Task input and output#

The Union.ai workflow engine automatically manages the passing of data from task to task, and to the workflow output.

This mechanism relies on on enforcing strong typing of task function parameters and return values. This enables the workflow engine to efficiently marshall and unmarshall values from one task container to the next.

The actual data is temporarily stored in Union.ai’s internal object store within your data plane (AWS S3, Google Cloud Storage, or Azure Blob Storage, depending on your cloud provider).

Metadata and raw data#

Union.ai distinguishes between the metadata and raw data.

Primitive values (int, str, etc.) are stored directly in the metadata store, while complex data objects (pandas.DataFrame, FlyteFile, etc.) are stored by reference, with the reference pointer in the metadata store and the actual data in the raw data store.

Metadata store#

The metadata store is located in the dedicated Union.ai object store in your data plane.
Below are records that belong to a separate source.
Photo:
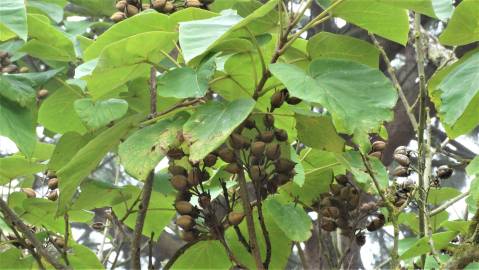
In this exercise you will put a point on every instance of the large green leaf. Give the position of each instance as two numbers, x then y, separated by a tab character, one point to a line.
142	151
100	113
460	92
57	113
358	96
141	23
18	124
290	218
47	42
212	123
115	69
463	28
85	160
329	45
14	17
204	255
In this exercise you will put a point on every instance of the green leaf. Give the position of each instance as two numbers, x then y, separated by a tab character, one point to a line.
212	123
208	254
460	92
292	219
47	42
329	45
318	132
421	246
141	23
186	82
381	19
142	151
14	17
57	113
85	160
18	124
100	113
463	28
345	89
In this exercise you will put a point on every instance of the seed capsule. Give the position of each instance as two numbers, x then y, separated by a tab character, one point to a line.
378	146
402	160
235	218
179	182
273	151
185	222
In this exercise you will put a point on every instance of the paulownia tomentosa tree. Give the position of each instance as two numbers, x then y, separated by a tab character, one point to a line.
257	126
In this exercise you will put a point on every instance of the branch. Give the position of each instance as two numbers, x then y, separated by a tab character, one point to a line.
15	221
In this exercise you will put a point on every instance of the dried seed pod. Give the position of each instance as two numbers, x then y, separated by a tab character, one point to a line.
257	148
175	153
235	218
268	120
184	207
185	222
376	154
283	165
341	179
233	168
273	151
401	171
30	192
53	183
403	160
293	100
121	5
118	16
179	182
227	155
444	172
281	135
177	170
210	160
277	99
378	146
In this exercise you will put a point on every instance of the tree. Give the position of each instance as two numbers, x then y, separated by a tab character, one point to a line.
218	134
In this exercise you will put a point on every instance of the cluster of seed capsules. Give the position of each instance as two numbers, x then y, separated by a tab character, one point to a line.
128	8
341	208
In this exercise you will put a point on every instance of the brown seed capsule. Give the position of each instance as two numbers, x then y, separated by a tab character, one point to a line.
210	160
185	222
378	146
277	99
184	207
227	155
444	172
179	182
257	148
118	16
233	168
42	93
177	170
158	4
268	120
283	165
53	183
30	192
273	151
293	100
98	226
402	160
235	218
281	135
121	5
376	154
401	171
175	153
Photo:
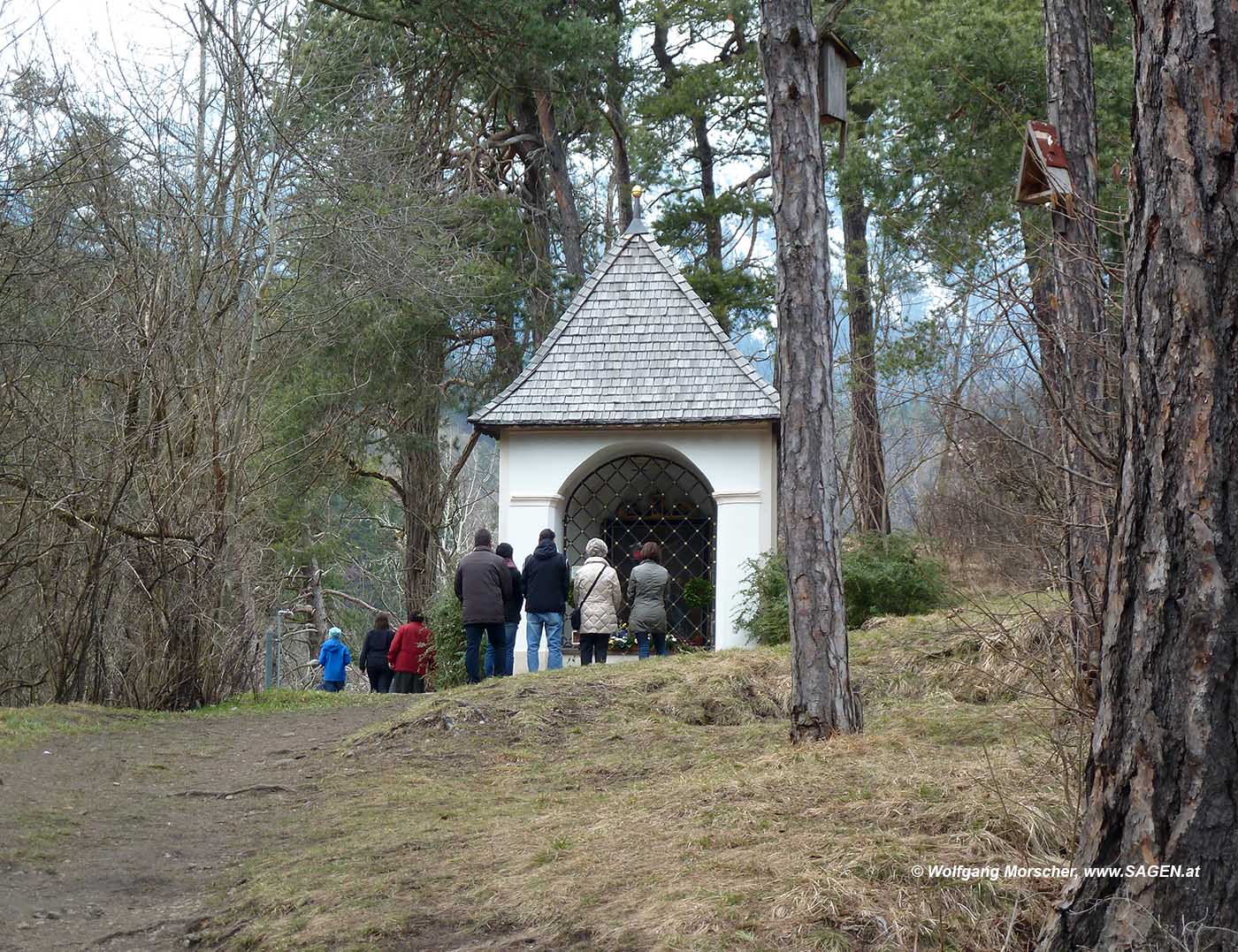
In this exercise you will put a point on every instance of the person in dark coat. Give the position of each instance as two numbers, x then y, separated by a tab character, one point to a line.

Depending on your cloud provider, this may be an AWS S3, Google Cloud Storage, or Azure Blob Storage bucket.

This data is accessible to the control plane. It is used to run and manage workflows and is surfaced in the UI.

Raw data store#

The raw data store is, by default, also located in the dedicated Union.ai object store in your data plane.

However, this location can be overridden per workflow or per execution using the raw data prefix parameter.

The data in the raw data store is not accessible to the control plane and will only be surfaced in the UI if your code explicitly does so (for example, in a Flyte Deck).

For more details, see Understand How Flyte Handles Data.

Changing the raw data storage location#

There are a number of ways to change the raw data location:

When registering your workflow:
- With uctl register, use the flag --files.outputLocationPrefix.
- With union register, use the flag --raw-data-prefix.
At the execution level:
- In the UI, set the Raw output data config parameter in the execution dialog.

These options change the raw data location for all large types (FlyteFile, FlyteDirectory, DataFrame, any other large data object).

If you are only concerned with controlling where raw data used by FlyteFile or FlyteDirectory is stored, you can set the remote_path parameter in your task code when initializing objects of those types.

Setting up your own object store#

By default, when Union.ai marshalls values across tasks, it stores both metadata and raw data in its own dedicated object store bucket. While this bucket is located in your Union.ai BYOC data plane and is therefore under your control, it is part of the Union.ai implementation and should not be accessed or modified directly by your task code.

When changing the default raw data location, the target should therefore be a bucket that you set up, separate from the Union.ai-implemented bucket.

For information on setting up your own bucket and enabling access to it, see Enabling AWS S3, Enabling Google Cloud Storage, or Enabling Azure Blob Storage, depending on your cloud provider.